看多機は、看護師によるアセスメントに基づいて利用者1人ひとりに合わせたサービスを柔軟に組み合わせ、多職種協働でケアも実施しますので、前回改定で介護施設に新設された加算と同様に、看多機の自立支援の取り組みを評価していただきたい。さらに訪問看護については、退院・退所日当日の訪問看護費算定対象者の拡大や複数の訪看ステーションによる24時間対応体制の強化、夜間・早期加算や深夜加算の要件緩和を求めています。ほかにも、看多機の機能強化・設置促進、看護師による認知症ケアの拡充、看取り対応強化に向けた報酬体系の見直しを要望しています。

 

―――21年度改定では、感染症対策が新たな論点になり、特に専門職である看護師の役割は、介護現場からも注目されています。

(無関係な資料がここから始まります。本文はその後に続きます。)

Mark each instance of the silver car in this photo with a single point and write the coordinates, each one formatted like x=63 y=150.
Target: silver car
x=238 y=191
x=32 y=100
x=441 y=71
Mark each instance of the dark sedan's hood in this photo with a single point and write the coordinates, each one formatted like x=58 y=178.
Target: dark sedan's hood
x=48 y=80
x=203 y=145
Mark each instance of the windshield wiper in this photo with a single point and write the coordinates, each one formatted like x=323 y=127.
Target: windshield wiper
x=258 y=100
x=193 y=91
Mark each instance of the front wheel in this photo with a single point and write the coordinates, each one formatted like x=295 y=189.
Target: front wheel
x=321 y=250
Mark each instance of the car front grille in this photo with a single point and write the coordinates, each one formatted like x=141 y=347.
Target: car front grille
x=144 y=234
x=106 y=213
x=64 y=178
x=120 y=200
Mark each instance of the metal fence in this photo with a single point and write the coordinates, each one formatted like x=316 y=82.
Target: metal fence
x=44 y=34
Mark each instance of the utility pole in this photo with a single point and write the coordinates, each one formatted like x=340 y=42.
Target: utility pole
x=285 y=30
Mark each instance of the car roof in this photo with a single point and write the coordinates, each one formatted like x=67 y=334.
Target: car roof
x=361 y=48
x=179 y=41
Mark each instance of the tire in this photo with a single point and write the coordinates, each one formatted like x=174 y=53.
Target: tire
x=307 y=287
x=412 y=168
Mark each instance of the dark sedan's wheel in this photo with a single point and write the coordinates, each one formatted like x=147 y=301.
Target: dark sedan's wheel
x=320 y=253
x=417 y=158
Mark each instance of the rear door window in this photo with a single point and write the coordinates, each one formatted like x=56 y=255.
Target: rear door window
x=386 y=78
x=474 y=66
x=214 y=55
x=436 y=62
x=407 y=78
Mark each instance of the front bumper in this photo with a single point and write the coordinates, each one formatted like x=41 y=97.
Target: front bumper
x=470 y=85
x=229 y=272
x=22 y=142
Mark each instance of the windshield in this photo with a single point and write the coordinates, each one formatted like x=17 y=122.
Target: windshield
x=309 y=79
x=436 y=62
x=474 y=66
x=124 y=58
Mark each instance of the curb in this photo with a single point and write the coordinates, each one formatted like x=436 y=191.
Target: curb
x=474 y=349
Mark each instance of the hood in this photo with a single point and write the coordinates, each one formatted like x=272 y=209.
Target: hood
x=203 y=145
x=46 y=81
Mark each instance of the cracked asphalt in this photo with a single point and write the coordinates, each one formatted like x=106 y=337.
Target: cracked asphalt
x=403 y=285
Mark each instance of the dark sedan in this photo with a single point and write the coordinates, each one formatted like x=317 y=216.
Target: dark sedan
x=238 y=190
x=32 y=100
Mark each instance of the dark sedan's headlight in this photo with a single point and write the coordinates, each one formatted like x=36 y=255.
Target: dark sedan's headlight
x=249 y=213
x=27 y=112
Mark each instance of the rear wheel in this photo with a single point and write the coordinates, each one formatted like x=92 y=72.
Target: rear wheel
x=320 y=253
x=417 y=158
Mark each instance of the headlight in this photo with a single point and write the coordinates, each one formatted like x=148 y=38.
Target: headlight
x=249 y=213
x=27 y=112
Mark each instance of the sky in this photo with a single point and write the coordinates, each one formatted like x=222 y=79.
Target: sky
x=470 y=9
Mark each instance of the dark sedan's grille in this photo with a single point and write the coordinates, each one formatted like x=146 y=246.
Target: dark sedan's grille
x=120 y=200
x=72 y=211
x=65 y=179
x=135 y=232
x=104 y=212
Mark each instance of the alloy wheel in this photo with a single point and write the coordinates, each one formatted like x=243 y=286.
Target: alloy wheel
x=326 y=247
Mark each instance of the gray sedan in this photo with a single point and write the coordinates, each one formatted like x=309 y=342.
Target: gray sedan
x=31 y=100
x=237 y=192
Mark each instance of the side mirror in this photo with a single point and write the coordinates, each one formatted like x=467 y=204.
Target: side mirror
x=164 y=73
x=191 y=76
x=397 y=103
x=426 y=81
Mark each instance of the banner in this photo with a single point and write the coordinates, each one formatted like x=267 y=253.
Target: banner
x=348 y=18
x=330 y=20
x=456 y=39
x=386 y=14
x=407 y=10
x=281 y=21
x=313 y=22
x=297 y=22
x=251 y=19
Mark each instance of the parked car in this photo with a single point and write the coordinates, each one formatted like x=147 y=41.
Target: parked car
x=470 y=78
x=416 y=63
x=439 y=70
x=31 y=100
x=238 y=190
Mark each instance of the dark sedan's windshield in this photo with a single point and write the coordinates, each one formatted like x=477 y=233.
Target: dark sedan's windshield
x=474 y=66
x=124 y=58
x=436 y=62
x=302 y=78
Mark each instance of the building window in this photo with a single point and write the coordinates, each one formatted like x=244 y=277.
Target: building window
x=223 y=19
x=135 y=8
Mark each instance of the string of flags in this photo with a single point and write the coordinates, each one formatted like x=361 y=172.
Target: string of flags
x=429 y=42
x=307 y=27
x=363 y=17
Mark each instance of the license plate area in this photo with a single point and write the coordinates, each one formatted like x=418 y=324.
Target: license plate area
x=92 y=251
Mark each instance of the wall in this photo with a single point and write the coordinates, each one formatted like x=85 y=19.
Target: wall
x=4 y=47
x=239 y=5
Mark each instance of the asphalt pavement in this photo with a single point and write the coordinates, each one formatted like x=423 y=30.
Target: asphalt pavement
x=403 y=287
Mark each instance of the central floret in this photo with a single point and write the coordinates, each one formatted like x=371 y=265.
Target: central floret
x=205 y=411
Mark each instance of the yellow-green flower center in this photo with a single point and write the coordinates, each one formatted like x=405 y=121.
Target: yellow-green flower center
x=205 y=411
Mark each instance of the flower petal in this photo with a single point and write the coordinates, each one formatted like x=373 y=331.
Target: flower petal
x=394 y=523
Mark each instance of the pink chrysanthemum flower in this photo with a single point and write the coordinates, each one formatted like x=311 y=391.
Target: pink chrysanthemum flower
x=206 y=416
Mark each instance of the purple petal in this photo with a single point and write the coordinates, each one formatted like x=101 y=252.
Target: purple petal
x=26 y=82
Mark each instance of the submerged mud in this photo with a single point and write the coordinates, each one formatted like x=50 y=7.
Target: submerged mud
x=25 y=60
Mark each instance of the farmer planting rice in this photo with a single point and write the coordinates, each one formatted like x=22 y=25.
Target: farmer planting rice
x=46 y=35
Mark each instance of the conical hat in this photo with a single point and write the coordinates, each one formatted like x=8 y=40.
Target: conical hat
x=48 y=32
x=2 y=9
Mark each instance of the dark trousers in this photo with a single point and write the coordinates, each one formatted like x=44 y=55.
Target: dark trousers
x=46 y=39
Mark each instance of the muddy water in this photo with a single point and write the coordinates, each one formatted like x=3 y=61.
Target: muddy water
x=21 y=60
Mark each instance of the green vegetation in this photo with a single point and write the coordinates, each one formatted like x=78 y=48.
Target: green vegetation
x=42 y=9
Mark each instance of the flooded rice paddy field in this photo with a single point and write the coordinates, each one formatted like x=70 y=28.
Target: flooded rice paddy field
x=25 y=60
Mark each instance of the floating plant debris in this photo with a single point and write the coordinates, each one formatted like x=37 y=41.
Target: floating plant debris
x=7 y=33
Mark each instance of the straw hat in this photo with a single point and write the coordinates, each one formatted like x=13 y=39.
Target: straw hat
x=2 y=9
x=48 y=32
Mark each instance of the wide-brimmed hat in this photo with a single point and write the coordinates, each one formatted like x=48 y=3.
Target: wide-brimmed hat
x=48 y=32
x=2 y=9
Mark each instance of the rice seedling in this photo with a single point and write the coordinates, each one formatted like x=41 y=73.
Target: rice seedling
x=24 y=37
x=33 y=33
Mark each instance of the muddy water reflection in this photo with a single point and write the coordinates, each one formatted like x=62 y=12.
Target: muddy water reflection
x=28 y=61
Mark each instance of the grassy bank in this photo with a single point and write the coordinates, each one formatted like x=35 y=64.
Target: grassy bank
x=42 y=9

岡島 春以降、高齢者だけでなく障害者施設も含めて新型コロナのクラスター感染が相次いだ際、感染管理認定看護師や感染症看護専門看護師が介護施設や地域密着型サービスなどの場へ出向き、支援や助言を行いました。感染予防や拡大防止のため、各施設の設備に応じたゾーニングや職員の動線確認、防護具の使用方法などについて実践的にアドバイスするなど、看護師の専門性が活用されました。

 

今回、介護施設・事業所が感染管理の専門性が高い看護師との連携により感染予防の体制整備を行った場合に「感染予防対策加算」として評価することを提案しています。内容としては、外部の医療機関などと連携して、専門性が高い看護師の支援を通じて職員や利用者などに標準予防策を実践・指導したり、感染予防マニュアルの作成や職員研修などを想定しています。

 

 

―――日看協は厚労省に「訪問看護推進室(仮称)」の設置を求めました。興味深い提案です。

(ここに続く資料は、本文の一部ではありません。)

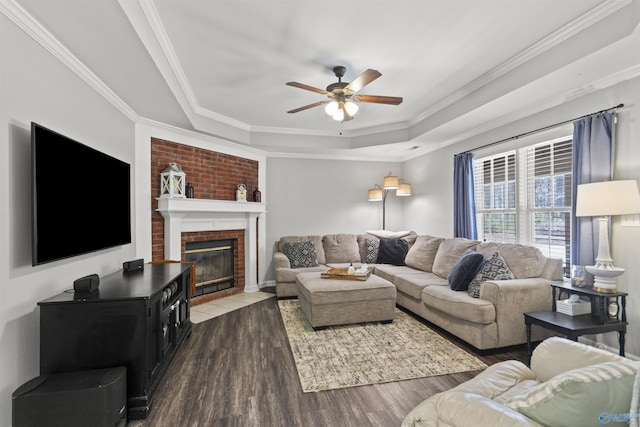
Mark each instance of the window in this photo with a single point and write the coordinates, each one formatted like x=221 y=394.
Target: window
x=524 y=196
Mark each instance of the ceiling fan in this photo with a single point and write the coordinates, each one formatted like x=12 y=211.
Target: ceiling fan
x=341 y=104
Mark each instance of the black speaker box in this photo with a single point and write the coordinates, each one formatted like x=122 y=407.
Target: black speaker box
x=134 y=265
x=75 y=399
x=88 y=283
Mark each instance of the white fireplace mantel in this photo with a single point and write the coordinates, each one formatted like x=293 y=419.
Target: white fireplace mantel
x=192 y=215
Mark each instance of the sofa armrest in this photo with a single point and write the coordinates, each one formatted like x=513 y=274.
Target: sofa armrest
x=461 y=409
x=513 y=298
x=556 y=355
x=472 y=410
x=280 y=260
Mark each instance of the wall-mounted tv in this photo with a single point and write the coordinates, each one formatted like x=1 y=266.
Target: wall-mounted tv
x=80 y=198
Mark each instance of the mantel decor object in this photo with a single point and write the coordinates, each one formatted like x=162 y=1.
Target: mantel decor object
x=172 y=182
x=241 y=193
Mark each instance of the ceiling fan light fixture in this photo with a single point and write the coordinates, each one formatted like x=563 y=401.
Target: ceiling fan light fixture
x=331 y=108
x=351 y=107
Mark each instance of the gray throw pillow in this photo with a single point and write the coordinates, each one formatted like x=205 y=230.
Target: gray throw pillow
x=392 y=251
x=301 y=254
x=465 y=270
x=495 y=268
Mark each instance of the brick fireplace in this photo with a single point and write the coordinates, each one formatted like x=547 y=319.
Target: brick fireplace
x=213 y=213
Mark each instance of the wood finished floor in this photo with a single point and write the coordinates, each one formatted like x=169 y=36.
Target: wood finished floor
x=237 y=370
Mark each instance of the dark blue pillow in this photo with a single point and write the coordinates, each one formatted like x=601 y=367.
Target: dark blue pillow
x=465 y=270
x=392 y=251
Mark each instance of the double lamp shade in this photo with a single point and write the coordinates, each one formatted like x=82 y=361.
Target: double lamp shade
x=390 y=183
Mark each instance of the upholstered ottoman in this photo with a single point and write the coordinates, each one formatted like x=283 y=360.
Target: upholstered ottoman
x=327 y=302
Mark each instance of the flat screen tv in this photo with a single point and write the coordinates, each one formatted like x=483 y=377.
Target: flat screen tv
x=80 y=198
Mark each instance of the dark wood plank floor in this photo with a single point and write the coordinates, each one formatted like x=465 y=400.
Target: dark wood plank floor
x=238 y=370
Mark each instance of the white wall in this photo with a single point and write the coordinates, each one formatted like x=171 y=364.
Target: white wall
x=430 y=210
x=326 y=196
x=34 y=86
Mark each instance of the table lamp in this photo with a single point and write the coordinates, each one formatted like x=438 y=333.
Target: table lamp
x=604 y=199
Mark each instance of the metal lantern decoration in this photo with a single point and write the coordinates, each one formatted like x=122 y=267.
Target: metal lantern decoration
x=172 y=181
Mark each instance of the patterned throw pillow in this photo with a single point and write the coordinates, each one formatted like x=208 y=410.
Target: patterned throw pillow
x=495 y=268
x=301 y=254
x=371 y=250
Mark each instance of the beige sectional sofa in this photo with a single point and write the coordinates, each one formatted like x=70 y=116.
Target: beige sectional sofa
x=492 y=317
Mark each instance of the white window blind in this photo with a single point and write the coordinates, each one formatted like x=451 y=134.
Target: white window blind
x=524 y=196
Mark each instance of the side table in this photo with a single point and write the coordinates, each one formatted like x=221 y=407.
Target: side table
x=608 y=313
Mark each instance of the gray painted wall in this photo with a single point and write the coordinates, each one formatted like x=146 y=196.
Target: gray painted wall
x=430 y=210
x=326 y=196
x=37 y=87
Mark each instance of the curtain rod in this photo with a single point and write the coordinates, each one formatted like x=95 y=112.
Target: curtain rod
x=544 y=128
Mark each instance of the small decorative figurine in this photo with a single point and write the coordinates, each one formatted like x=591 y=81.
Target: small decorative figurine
x=257 y=195
x=241 y=193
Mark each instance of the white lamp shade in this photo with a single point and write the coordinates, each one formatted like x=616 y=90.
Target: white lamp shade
x=375 y=195
x=608 y=198
x=390 y=182
x=403 y=189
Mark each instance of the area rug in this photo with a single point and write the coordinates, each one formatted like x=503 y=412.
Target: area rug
x=369 y=353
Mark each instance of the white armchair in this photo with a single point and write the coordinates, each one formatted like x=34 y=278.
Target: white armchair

岡島 訪看は、医療と介護の両方に関わる点がメリットですが、制度として考えると、医療保険と介護保険という2つの制度の上に成り立ち、施策も厚労省の複数の部局に分かれています。これは地方自治体においても同じですが、まずは厚労省に担当部署の一元化を図っていただき、医療、介護、福祉の制度の整合性を図りながら訪看施策を推進してほしいと考えています。その上で根拠法となる「在宅療養推進法」(仮称)を制定し、「訪問看護推進総合計画」(仮称)など国の総合計画を策定していただきたいと考えます。

 

 

 

 

公益社団法人日本看護協会 岡島さおり常任理事

公益社団法人日本看護協会 岡島さおり常任理事
おかじまさおり○保健師、看護師。天使大学大学院看護栄養学研究科看護学専攻修了。厚生労働省老健局振興課地域包括ケア推進官、札幌市保健福祉局高齢保健福祉部地域包括ケア推進担当部長など歴任。2019年6月から日本看護協会常任理事。社会保障審議会介護給付費分科会委員など。